Seems pretty clear to me the training data contained sufficient information for the LLM to figure out which tokens correspond to which letters.
And it's no surprise the training data would contain such content - it'd be pretty easy to synthetically generate misspellings, and being able to deal with typos and OCR mistakes gracefully would be useful in many applications.

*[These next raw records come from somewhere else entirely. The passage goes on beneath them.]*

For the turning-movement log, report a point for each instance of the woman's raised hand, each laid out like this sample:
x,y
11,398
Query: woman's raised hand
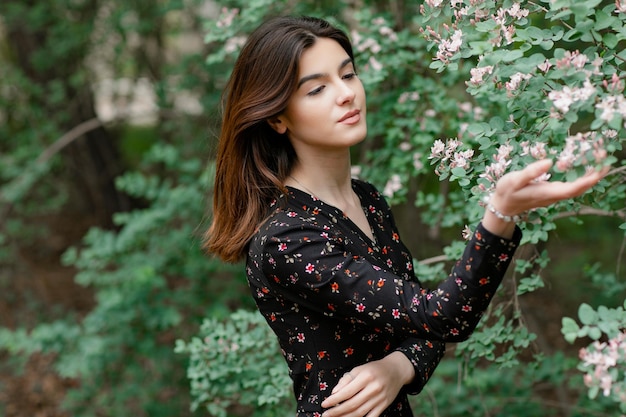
x,y
523,190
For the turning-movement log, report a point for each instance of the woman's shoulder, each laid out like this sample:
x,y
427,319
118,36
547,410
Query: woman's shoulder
x,y
368,192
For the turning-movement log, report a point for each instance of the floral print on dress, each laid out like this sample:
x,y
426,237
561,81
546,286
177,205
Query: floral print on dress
x,y
337,299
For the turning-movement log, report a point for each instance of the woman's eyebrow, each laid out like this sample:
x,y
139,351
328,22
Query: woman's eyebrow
x,y
306,78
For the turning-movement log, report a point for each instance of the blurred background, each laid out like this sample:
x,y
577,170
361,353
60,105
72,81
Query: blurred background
x,y
109,113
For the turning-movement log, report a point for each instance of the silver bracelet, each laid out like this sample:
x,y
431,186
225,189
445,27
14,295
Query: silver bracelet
x,y
516,218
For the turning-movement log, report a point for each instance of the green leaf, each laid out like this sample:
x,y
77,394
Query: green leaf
x,y
587,314
569,329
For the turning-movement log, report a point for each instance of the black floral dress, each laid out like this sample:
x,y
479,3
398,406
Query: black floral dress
x,y
336,299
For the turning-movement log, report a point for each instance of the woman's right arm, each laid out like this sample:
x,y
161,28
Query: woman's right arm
x,y
310,268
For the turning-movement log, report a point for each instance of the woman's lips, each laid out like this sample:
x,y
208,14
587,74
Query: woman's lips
x,y
351,117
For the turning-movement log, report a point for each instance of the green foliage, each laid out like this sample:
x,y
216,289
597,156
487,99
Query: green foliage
x,y
604,363
531,55
150,281
235,363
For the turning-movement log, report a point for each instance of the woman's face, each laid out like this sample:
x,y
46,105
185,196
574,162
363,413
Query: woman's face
x,y
327,110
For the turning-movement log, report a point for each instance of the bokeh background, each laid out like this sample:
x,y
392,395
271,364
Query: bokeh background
x,y
109,114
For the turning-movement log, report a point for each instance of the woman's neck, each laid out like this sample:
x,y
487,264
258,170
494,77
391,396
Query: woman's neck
x,y
331,184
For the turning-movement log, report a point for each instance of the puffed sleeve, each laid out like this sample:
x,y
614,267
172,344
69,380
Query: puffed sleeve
x,y
314,269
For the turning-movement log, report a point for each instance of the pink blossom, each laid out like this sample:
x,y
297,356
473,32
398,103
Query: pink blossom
x,y
516,79
437,149
227,17
479,73
545,66
394,184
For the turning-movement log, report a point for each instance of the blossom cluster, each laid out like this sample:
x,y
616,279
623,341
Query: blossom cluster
x,y
498,167
450,154
604,363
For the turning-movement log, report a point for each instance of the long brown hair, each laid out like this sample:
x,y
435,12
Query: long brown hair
x,y
253,160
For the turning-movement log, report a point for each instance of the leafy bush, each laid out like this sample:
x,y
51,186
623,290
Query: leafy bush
x,y
458,94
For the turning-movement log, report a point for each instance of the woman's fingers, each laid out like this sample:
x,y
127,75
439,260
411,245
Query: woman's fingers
x,y
519,191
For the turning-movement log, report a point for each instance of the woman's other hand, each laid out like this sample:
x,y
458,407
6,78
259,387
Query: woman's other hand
x,y
369,389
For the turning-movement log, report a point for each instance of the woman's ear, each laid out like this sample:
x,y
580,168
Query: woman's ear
x,y
277,124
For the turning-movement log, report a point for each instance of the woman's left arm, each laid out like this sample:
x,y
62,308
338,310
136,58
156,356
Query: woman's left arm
x,y
374,385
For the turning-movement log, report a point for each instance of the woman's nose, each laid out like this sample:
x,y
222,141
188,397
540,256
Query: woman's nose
x,y
346,94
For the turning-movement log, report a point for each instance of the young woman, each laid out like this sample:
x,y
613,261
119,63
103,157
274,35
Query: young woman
x,y
324,259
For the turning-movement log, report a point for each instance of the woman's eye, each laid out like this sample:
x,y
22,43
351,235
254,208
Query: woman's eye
x,y
316,91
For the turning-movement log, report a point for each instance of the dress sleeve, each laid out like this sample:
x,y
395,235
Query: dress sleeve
x,y
306,265
424,356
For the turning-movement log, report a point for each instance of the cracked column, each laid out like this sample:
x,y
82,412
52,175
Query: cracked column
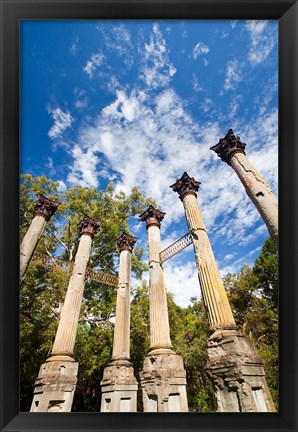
x,y
43,211
57,378
163,379
119,385
233,364
231,150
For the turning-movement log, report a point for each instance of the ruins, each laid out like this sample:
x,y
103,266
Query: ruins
x,y
233,365
119,385
56,382
163,379
43,211
232,151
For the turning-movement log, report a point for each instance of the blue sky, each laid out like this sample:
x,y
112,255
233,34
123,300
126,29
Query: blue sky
x,y
140,102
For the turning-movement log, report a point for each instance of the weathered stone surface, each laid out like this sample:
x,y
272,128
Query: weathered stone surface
x,y
119,388
55,386
29,243
213,292
237,373
231,150
152,216
69,318
126,242
259,192
59,373
163,382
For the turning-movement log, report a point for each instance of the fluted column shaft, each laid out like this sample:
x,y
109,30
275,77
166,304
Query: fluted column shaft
x,y
121,349
43,211
159,319
67,329
214,295
258,191
29,243
232,151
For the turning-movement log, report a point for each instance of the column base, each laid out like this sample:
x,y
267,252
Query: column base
x,y
237,373
163,382
119,388
55,386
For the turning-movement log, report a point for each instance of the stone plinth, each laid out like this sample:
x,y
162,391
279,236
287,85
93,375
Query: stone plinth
x,y
231,150
60,368
158,308
55,386
237,373
163,378
119,388
163,382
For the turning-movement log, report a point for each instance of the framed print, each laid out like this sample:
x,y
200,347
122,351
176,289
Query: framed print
x,y
111,111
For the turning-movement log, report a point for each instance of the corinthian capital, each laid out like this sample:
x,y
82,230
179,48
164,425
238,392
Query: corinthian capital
x,y
126,242
88,226
45,207
185,185
228,146
152,216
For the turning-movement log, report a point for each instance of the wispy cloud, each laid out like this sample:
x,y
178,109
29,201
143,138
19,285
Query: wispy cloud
x,y
74,47
95,61
156,70
233,75
62,121
200,49
262,41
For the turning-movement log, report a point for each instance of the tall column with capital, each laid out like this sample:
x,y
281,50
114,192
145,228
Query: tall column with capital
x,y
233,364
232,151
214,295
119,385
57,378
43,211
163,379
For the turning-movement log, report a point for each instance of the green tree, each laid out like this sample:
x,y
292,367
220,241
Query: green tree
x,y
43,290
253,294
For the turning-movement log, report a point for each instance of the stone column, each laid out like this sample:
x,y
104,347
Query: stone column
x,y
233,364
44,210
57,378
214,295
119,385
231,150
163,379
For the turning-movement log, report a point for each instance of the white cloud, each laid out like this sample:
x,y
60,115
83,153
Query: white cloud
x,y
119,41
62,121
95,61
156,70
195,83
182,281
233,75
262,41
61,186
74,47
200,49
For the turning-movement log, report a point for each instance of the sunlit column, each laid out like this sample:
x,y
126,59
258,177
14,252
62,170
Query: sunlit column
x,y
121,342
159,320
55,384
69,318
44,210
231,150
214,295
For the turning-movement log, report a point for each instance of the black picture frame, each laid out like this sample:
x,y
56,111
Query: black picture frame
x,y
286,11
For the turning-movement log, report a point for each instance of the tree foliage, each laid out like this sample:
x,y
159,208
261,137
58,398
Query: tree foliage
x,y
252,292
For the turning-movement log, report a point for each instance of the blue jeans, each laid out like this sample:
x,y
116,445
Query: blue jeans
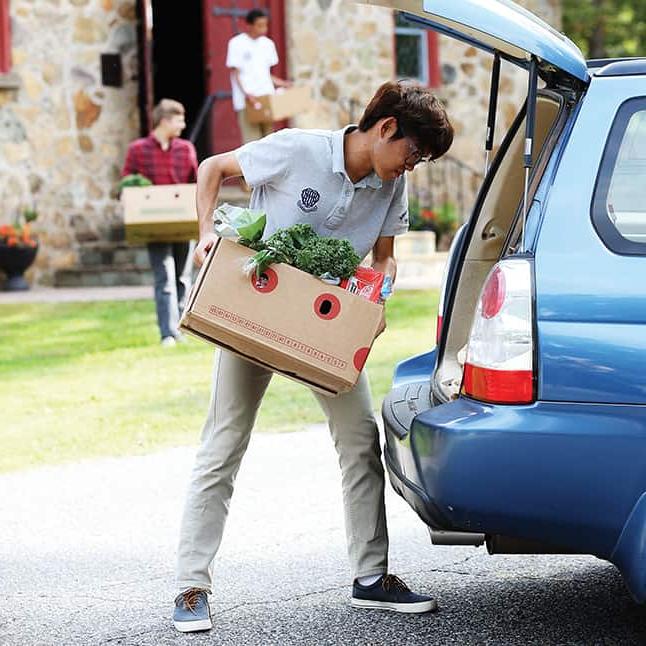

Two answers: 1 - ChatGPT isn't an LLM, its an application using one/many LLMs and other tools (likely routing that to a split function).
2 - even for a single model 'call':
It can be explained with the following training samples:
"tree is spelled t r e e" and "tree has 2 e's in it"
The problem is, the LLM has seen something like:
8062, 382, 136824, 260, 428, 319, 319
and
19816, 853, 220, 17, 319, 885, 306, 480
For a lot of words, it will have seen data that results in it saying something sensible. But it's fragile. If LLMs used character level tokenization, you'd see the first example repeat the token for e in tree rather than tree having it's own token.
There are all manner of tradeoffs made in a tokenization scheme. One example is that openai made a change in space tokenization so that it would produce better python code.